Colleen Duggan is one of those authors who you wish you could meet in person after having read their book. I’m blessed to have met Colleen in person this past summer at the Catholic Writers Guild Conference and can witness to the fact that she’s as genuine face-to-face as she is page-to-page in her new book, Good Enough is Good Enough (Ave Maria Press, 2018). It is in every way a “let’s hang out for a while” kind of book. Her honesty and conversational tone draw readers in and put them immediately at ease much the way I was drawn in when I met her.

But it’s even more than that. Duggan’s book is filled with wisdom, assurance, and support for parents who worry whether they’re doing a good enough job of raising their children. Frankly, what well-meaning parent doesn’t worry about that? By sharing her own fears of inadequacy, Duggan voices what most of us are afraid to express and by admitting her own shortcomings, she shows us that being imperfect is perfectly fine. If you’re tempted to think that Duggan’s is a defeatist attitude, think again. She’s imperfect but not defeated because she has God’s grace, forgiveness and mercy to rely on. Duggan realizes that God will make things right even if she initially makes them wrong.
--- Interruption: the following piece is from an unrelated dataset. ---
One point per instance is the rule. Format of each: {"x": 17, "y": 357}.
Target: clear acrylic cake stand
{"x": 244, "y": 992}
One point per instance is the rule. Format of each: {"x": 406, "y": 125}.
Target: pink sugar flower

“I didn’t need to wish I had been born a different way of to force my sometimes-volatile nature into an unrealistic vapid serenity. Beating myself up for all my inadequacies was a waste of time. I could accept myself as God made me – weaknesses included – and then I needed to turn to him to make me well. I slowly learned to trust that the Lord would heal me, but that it would be in his good time and in his good way,” she wrote.

That’s true for all parents, and Good Enough is Good Enough proves it.
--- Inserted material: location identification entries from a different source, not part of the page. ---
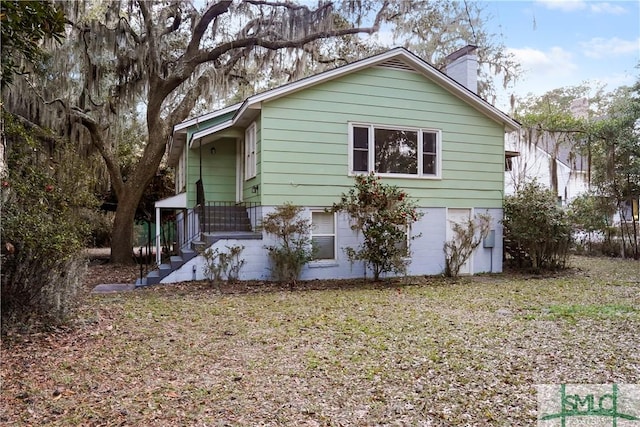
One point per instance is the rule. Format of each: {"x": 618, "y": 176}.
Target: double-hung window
{"x": 323, "y": 235}
{"x": 250, "y": 152}
{"x": 395, "y": 151}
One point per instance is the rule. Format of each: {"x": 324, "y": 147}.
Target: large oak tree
{"x": 168, "y": 59}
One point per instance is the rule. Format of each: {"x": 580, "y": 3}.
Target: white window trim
{"x": 328, "y": 262}
{"x": 250, "y": 152}
{"x": 371, "y": 151}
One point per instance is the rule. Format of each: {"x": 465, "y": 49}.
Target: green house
{"x": 303, "y": 142}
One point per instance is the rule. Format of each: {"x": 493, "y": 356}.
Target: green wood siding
{"x": 304, "y": 146}
{"x": 247, "y": 192}
{"x": 218, "y": 171}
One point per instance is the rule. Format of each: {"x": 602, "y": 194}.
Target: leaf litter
{"x": 426, "y": 351}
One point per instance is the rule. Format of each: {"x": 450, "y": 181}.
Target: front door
{"x": 239, "y": 169}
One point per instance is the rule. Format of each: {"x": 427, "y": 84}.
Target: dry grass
{"x": 432, "y": 352}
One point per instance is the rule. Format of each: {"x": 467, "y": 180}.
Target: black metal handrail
{"x": 187, "y": 226}
{"x": 146, "y": 254}
{"x": 228, "y": 217}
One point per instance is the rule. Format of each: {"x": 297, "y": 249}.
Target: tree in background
{"x": 169, "y": 59}
{"x": 383, "y": 214}
{"x": 591, "y": 217}
{"x": 537, "y": 231}
{"x": 615, "y": 144}
{"x": 42, "y": 227}
{"x": 24, "y": 25}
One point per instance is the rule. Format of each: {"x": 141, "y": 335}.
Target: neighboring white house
{"x": 531, "y": 155}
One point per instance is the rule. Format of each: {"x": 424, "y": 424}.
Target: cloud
{"x": 599, "y": 47}
{"x": 575, "y": 5}
{"x": 613, "y": 9}
{"x": 554, "y": 62}
{"x": 563, "y": 5}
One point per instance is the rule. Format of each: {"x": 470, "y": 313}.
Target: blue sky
{"x": 566, "y": 42}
In the chapters of the book, Duggan makes five confessions, ones that I daresay are  universal to all loving parents in one form or another:

  1. I Don’t Know How to Master Motherhood
  2. I Don’t Always Take Care of Myself as I Should
  3. I Don’t Know How to Keep My Kids Catholic
  4. I Don’t Like Watching My Children Suffer
  5. Sometimes I Compare Myself with Other Parents

From realizing she’d inadvertently taught her toddler to curse to succumbing hopelessness when her young son was struck with a mysterious life-threatening condition to seeing her younger brother through alcohol and drug addiction and more, Duggan becomes an unassuming heroine for us to admire and follow. It isn’t despite her weakness that we take her to heart; it’s because of it.

In a masterful way, Duggan leads us on the path of merciful parenting – for ourselves and others.
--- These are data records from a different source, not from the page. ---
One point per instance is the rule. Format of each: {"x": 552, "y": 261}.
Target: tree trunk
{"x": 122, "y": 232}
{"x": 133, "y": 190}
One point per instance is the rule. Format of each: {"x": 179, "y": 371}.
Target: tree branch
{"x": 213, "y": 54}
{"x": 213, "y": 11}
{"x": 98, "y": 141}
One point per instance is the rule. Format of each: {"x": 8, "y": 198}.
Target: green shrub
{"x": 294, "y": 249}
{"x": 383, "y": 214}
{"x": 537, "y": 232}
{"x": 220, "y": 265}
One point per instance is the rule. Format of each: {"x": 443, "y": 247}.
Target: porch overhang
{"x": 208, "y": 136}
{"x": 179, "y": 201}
“So, let’s have mercy on ourselves and let’s have mercy on our fellow Catholic parents who aren’t always able to institute the parenting practices they may desire,” she wrote. “Unless we are failing in our moral obligations to raise Catholic children imbued with the faith, most of the parenting practices we choose reflect our preferences, not our religious and moral convictions. Let’s assume we are all trying our very best to raise our kids to the best of our abilities, even if we’re not able to attain the ‘ideal’ as we’ve defined it. Let’s have mercy on ourselves for the times when we have had to choose a less desirable approach than we originally intended, and let’s have mercy on those parents who’ve had to do the same thing. And let’s rally behind each other to offer love, support, and encouragement instead of our often unhelpful opinions. We can’t ever fully know the situations or the reasons behind the decisions a family makes, but we can give each other love and the benefit of the doubt.”

Good Enough is Good Enough ends with a prayer Duggan wrote and prays herself – The Litany of Humility for Parents – the perfect culmination for a book about the frustrations, fears, stresses, sorrows, enlightenments and joys of imperfect parenting. Truly, it’s better than good enough.